There was a lot that was ironic about Rutherford B. Hayes.

Hayes had a very liberal view of blacks for his time, wishing for them to have nearly equal rights as whites, the right to vote and believed that through education, they could be integrated into society. It seems strange then that he presided over the end of reconstruction in the South.

He probably would not have personally chosen this path but allowed it as a bargain with the south to win the disputed electoral votes needed to decide his controversial election.
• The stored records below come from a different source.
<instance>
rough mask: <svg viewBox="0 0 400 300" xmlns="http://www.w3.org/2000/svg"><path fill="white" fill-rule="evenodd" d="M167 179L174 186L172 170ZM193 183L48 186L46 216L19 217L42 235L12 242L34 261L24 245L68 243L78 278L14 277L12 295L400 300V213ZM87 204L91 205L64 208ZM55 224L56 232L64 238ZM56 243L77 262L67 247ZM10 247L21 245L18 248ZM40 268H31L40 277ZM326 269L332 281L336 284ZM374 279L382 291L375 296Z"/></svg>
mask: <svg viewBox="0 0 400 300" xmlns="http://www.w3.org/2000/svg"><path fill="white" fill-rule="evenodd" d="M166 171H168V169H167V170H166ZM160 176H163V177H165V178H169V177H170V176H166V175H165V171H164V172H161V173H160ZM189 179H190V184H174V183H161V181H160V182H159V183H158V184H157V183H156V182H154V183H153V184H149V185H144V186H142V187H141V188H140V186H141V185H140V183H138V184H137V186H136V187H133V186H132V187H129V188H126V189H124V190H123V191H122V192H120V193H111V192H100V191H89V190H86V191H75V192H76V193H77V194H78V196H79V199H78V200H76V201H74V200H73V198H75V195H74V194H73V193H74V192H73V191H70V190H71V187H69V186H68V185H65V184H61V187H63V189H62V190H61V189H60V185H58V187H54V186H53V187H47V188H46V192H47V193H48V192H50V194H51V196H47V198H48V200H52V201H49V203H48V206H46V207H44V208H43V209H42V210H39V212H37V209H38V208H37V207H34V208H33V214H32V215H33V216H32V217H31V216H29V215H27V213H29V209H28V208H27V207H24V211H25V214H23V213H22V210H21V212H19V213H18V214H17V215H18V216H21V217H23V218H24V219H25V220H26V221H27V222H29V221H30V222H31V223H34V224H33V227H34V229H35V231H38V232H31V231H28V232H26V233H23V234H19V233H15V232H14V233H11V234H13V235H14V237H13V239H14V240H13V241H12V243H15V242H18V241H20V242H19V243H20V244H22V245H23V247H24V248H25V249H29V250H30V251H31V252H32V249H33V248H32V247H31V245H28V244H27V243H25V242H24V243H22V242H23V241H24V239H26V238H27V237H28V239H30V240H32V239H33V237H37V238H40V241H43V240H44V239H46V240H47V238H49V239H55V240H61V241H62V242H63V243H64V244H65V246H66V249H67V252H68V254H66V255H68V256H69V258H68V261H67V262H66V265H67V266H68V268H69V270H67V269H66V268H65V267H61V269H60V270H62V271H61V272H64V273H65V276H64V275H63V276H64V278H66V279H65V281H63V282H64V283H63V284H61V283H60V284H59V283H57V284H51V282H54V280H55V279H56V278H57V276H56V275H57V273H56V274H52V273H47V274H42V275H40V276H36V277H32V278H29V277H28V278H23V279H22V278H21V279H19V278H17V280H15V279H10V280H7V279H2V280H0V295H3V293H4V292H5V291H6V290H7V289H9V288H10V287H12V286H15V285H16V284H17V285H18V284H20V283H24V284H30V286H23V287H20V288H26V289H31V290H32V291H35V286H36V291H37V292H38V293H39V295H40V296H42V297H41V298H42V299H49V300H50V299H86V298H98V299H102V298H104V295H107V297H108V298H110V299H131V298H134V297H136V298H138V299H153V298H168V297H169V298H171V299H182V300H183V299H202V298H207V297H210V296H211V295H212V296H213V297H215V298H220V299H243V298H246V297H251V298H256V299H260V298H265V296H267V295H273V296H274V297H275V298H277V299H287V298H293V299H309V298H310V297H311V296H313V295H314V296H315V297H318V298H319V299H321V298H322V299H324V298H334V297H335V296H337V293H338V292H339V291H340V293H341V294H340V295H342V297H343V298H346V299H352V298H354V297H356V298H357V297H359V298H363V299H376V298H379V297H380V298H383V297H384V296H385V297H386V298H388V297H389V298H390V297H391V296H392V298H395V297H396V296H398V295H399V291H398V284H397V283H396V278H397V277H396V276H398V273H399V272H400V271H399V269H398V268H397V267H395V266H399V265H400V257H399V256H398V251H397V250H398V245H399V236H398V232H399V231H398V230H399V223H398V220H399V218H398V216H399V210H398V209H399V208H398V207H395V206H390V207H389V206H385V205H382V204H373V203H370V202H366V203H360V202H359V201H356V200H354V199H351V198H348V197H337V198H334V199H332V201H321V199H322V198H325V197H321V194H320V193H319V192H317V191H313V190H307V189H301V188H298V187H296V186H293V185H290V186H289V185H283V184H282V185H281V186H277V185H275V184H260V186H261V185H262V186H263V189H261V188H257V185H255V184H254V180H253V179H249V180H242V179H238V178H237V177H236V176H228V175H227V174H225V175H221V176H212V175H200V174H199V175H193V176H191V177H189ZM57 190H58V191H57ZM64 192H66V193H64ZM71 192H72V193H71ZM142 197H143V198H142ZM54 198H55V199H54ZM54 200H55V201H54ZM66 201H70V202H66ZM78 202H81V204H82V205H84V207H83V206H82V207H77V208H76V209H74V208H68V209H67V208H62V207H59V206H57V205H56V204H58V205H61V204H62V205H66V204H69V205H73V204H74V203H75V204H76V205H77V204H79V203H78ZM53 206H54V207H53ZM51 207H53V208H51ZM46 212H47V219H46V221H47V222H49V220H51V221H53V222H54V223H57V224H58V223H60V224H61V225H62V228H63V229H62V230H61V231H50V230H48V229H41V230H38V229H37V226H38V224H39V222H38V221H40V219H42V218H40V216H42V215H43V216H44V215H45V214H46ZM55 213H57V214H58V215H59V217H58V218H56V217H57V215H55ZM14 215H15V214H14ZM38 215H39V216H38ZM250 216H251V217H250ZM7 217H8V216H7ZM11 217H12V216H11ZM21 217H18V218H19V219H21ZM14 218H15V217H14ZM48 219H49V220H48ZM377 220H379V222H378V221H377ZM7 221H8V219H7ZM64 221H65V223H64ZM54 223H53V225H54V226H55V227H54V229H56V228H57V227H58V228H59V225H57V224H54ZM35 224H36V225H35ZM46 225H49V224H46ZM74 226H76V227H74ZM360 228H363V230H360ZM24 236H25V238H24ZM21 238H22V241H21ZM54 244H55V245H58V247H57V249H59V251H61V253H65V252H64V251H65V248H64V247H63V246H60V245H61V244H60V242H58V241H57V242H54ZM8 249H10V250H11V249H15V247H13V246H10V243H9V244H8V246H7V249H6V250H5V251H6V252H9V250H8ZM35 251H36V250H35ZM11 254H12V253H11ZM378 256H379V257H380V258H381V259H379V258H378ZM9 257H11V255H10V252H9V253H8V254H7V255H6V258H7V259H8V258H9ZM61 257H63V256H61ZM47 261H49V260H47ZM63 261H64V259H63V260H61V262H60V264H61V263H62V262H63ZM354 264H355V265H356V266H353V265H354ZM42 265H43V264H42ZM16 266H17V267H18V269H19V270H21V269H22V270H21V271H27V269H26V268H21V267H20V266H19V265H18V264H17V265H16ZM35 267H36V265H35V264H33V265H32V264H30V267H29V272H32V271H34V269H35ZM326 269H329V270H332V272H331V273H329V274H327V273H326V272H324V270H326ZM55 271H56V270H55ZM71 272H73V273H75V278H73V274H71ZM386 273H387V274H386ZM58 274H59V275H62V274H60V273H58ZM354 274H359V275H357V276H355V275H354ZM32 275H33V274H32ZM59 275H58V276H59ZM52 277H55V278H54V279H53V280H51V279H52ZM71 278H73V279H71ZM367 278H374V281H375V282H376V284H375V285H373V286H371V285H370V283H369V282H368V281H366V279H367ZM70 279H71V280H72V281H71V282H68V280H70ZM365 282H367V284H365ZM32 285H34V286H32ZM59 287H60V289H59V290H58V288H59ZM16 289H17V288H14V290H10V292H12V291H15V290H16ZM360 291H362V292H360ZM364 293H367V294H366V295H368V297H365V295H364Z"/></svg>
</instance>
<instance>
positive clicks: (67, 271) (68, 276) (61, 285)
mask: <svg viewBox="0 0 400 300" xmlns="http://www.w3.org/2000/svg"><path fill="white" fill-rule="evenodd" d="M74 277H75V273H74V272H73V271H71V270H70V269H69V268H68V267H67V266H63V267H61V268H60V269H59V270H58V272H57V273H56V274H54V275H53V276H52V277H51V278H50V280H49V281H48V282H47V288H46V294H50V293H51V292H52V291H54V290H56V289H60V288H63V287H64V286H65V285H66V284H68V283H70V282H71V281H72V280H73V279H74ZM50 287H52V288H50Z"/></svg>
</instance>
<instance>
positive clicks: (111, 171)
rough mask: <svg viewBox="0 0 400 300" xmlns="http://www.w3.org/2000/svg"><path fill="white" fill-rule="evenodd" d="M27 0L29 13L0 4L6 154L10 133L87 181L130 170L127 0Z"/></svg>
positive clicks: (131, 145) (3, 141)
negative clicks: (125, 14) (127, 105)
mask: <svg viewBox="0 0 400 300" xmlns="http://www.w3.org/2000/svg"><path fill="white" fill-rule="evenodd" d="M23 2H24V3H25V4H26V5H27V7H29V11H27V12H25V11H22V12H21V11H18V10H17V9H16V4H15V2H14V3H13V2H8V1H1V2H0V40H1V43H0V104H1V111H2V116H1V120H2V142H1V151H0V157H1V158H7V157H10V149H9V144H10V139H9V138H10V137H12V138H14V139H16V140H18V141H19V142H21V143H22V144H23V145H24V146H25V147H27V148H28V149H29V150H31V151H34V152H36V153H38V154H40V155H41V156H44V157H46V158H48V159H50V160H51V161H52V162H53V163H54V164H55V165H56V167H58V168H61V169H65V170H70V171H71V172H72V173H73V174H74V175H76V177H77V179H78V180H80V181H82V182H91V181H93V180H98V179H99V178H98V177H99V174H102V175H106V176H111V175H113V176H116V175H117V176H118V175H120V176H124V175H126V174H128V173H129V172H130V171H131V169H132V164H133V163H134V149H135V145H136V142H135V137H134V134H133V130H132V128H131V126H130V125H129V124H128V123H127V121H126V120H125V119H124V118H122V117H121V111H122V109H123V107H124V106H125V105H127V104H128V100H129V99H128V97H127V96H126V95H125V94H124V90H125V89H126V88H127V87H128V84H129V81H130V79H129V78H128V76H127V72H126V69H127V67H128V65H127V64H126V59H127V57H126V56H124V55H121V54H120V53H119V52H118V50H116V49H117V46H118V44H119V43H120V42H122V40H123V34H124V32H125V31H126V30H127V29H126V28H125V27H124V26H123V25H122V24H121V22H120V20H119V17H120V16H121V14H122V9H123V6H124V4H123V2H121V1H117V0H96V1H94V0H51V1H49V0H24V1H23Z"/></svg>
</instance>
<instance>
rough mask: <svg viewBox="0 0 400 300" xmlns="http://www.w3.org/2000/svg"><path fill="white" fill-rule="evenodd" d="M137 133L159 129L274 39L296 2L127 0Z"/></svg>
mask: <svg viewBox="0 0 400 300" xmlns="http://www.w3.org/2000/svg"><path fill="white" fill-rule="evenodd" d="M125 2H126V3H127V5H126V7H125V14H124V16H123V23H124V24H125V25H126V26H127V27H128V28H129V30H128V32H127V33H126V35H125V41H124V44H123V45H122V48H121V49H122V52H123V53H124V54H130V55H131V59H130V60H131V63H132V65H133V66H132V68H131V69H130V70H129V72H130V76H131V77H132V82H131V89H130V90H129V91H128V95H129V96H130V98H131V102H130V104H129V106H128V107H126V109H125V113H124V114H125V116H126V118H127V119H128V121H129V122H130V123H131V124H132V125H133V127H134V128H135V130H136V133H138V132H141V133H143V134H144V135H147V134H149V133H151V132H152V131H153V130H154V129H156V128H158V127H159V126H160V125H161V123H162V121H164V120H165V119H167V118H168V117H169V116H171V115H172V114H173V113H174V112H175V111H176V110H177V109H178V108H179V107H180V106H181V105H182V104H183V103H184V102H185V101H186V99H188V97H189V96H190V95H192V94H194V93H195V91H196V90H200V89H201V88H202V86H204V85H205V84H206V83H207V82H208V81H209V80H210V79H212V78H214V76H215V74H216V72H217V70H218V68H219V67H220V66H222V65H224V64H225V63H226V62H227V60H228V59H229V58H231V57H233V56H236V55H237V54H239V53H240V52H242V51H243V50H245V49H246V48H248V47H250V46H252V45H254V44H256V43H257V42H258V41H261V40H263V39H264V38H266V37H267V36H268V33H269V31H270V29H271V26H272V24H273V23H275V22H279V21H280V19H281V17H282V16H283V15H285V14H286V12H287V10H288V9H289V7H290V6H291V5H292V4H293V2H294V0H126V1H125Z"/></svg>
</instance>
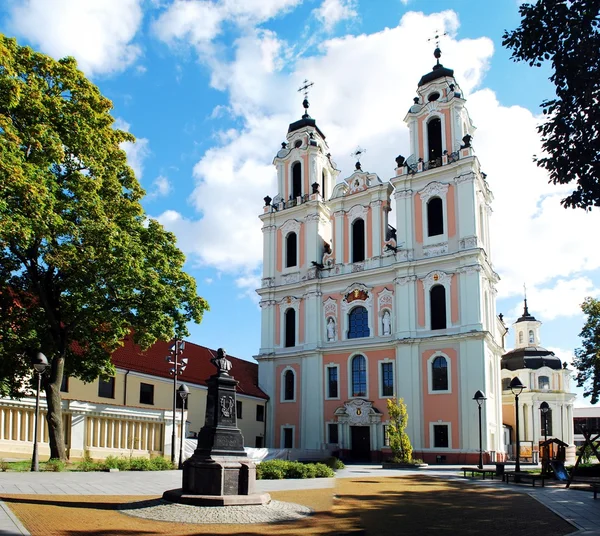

Hayes had to fully know that when the South ceased to be a country occupied by federal troops, it would return to its policy of pseudo slavery against blacks through share cropping and black codes.

Rutherford B. Hayes is remembered as a man that sent federal troops in to suppress a huge railroad strike, but privately wrote in his journal and talked to friends about how he wished the desperate people striking could gain the education they needed to enhance their station in life and not resort to rioting.

Hayes was against the inequality that the industrial revolution was creating but was firm against any government policy concerning increasing the money supply that could potentially help the masses of poor farmers in the Midwest and western states.

He was known as the corrupt bargainer who bargained his way into office, but he honored his pledge to serve only one term.

Best of all about Hayes, he helped found The Ohio State University when he served as governor of the state, you'd think that he'd be more popular in Ohio than he is for that alone!